Konkrete Zahlen zur Energiewende
Die Europäische Kommission dokumentiert ebenfalls Fortschritte: Im ersten Quartal 2026 stammten 46 % des Stroms in der EU aus sauberen Energiequellen, verglichen mit 42,7 % im Vorjahreszeitraum. Als wichtigste erneuerbare Energieform wird die Windkraft genannt, die mit 44,9 % den grössten Anteil an der erneuerbaren Erzeugung hält.
| Indikator | Wert |
|---|---|
| Anteil sauberer Energie (Q1 2026) | 46 % |
| Anteil sauberer Energie (Q1 2025) | 42,7 % |
| Windkraftanteil an erneuerbarer Erzeugung | 44,9 % |
Estland als Praxisfall: Reduktion fossiler Ressourcen und Schutzgebiete
In Estland habe die Abhängigkeit von Schiefergas deutlich abgenommen; stattdessen werde Solarenergie effizienter genutzt. Die Internationale Energieagentur (IEA) bestätigt, dass Estland die Energiewende beschleunige und das Ziel verfolge, den Strombedarf bis 2030 vollständig aus erneuerbaren Quellen zu decken. Langfristig strebt das Land Klimaneutralität bis 2050 an.
Weiterhin sind über 50 % der estnischen Landesfläche als geschützte Wälder und Feuchtgebiete ausgewiesen, die mehr als 300 Vogelarten Lebensraum bieten. Solche Flächen tragen sowohl zur Biodiversität als auch zur Kohlenstoffbindung bei und sind Teil der nationalen Strategie zum Schutz natürlicher Ressourcen.

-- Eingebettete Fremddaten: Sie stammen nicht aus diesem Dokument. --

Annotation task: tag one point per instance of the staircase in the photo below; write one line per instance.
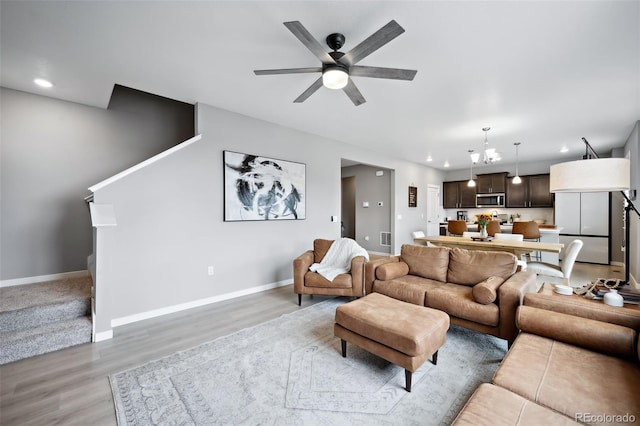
(45, 317)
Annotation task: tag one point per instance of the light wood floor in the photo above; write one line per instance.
(70, 386)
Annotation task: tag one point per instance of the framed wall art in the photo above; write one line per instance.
(413, 196)
(263, 188)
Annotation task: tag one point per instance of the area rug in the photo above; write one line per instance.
(290, 371)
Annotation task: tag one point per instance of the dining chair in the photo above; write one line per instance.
(530, 232)
(513, 237)
(564, 270)
(456, 227)
(493, 228)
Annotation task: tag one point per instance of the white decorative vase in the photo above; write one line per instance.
(612, 298)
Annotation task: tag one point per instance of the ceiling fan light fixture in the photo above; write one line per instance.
(335, 78)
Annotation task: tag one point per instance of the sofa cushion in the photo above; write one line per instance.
(491, 405)
(392, 270)
(409, 288)
(320, 248)
(313, 279)
(457, 301)
(569, 379)
(469, 267)
(486, 291)
(426, 262)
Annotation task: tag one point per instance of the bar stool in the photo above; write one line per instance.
(530, 232)
(456, 227)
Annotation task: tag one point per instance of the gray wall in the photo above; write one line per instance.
(51, 152)
(372, 220)
(633, 148)
(157, 256)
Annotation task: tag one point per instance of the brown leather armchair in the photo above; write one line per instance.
(308, 282)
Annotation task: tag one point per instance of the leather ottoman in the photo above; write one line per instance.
(401, 333)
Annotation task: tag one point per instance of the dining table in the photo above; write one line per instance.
(519, 248)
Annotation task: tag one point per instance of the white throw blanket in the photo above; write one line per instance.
(338, 258)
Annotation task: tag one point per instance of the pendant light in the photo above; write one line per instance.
(490, 154)
(516, 179)
(471, 182)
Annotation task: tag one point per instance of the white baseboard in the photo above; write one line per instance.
(116, 322)
(43, 278)
(103, 335)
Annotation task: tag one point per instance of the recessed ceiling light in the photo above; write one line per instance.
(43, 83)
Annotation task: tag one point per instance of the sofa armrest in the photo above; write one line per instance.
(585, 308)
(370, 270)
(357, 275)
(301, 265)
(510, 296)
(591, 334)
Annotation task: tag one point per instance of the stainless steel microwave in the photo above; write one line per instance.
(490, 200)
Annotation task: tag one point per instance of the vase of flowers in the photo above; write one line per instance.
(483, 221)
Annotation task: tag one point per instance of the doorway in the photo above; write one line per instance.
(348, 213)
(366, 206)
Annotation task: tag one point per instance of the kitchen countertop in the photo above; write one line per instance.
(506, 228)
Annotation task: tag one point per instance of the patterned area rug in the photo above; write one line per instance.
(290, 371)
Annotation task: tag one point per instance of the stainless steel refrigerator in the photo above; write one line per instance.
(585, 216)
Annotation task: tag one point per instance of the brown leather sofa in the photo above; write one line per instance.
(574, 362)
(480, 290)
(308, 282)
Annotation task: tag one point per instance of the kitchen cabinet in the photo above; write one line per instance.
(533, 191)
(491, 183)
(458, 195)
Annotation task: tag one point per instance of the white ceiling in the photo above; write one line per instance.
(541, 73)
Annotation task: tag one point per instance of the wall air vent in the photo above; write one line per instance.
(385, 239)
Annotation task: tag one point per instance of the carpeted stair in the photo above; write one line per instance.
(45, 317)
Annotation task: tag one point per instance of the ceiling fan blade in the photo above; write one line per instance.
(311, 43)
(374, 42)
(354, 94)
(310, 91)
(288, 71)
(377, 72)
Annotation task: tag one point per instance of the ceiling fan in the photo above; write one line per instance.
(338, 67)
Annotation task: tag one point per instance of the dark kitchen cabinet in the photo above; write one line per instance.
(532, 192)
(457, 195)
(491, 183)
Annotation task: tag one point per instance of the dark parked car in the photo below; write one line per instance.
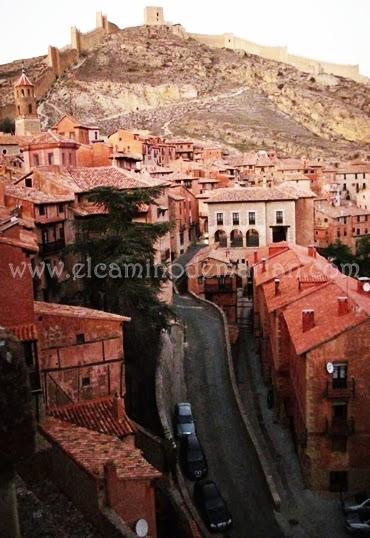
(192, 458)
(358, 523)
(184, 422)
(357, 503)
(212, 506)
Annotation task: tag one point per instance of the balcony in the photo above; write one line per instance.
(54, 246)
(343, 389)
(340, 426)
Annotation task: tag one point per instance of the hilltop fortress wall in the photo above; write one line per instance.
(279, 54)
(59, 60)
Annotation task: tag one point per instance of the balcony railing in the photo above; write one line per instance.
(341, 426)
(340, 388)
(52, 247)
(218, 288)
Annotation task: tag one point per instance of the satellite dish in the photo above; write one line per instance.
(142, 528)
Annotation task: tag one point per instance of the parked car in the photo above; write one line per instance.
(192, 458)
(359, 502)
(358, 523)
(184, 422)
(212, 506)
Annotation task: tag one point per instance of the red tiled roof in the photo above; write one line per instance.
(91, 450)
(23, 80)
(24, 332)
(87, 178)
(98, 415)
(53, 309)
(324, 302)
(36, 196)
(251, 194)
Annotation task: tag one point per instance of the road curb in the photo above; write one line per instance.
(270, 482)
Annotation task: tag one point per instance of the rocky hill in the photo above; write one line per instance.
(147, 77)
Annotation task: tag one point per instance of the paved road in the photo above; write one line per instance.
(231, 457)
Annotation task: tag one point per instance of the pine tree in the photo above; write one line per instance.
(128, 248)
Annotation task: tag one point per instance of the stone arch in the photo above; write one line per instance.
(221, 237)
(236, 238)
(253, 238)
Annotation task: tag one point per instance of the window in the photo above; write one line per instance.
(338, 481)
(220, 218)
(236, 219)
(339, 444)
(80, 338)
(339, 375)
(279, 217)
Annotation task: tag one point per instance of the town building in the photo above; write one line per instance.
(27, 123)
(47, 149)
(255, 216)
(346, 224)
(69, 127)
(183, 214)
(312, 324)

Fortschritt, aber kein Grund zum Nachlassen
Der EPI-Projektleiter Zach Wendling warnt allerdings, dass trotz der erzielten Erfolge weitere Anstrengungen nötig sind:
„Estland hat eine Reduzierung der Treibhausgasemissionen um 40 % erreicht. Sowohl Estland als auch andere Länder, die bis 2050 auf Netto-Null-Emissionen hinarbeiten wollen, benötigen jedoch weiterhin Anstrengungen mit mutigeren Strategien und ehrgeizigeren Plänen.“
Das Fazit ist ambivalent: Die Daten zeigen, dass die Verschiebung hin zu erneuerbaren Technologien wirkt und Regionen wie Estland konkrete Ergebnisse vorweisen. Gleichzeitig unterstreichen die Expertinnen und Experten, dass ein beschleunigter Ausbau, ambitioniertere Politiken und robuste Umsetzungspläne nötig bleiben, um die Klima- und Biodiversitätsziele tatsächlich zu erreichen.
- Regionale Führungsrolle: Europa dominiert das EPI-Ranking.
- Energiewende: Zunehmender Anteil erneuerbarer Stromquellen, Windkraft als Schlüsseltechnologie.
- Weiterer Handlungsbedarf: Trotz Fortschritten werden mutigere Strategien und stärkere Massnahmen gefordert.
Für die Schweiz bedeuten diese Entwicklungen sowohl Ermutigung als auch Mahnung: Die europäischen Nachbarländer zeigen praktikable Wege, wie der Strommix rasch gereinigt werden kann. Gleichzeitig bleibt offen, ob die nötigen flankierenden Politiken – etwa zum Schutz von Ökosystemen oder für eine beschleunigte Infrastruktur für Erneuerbare – in gleicher Geschwindigkeit umgesetzt werden.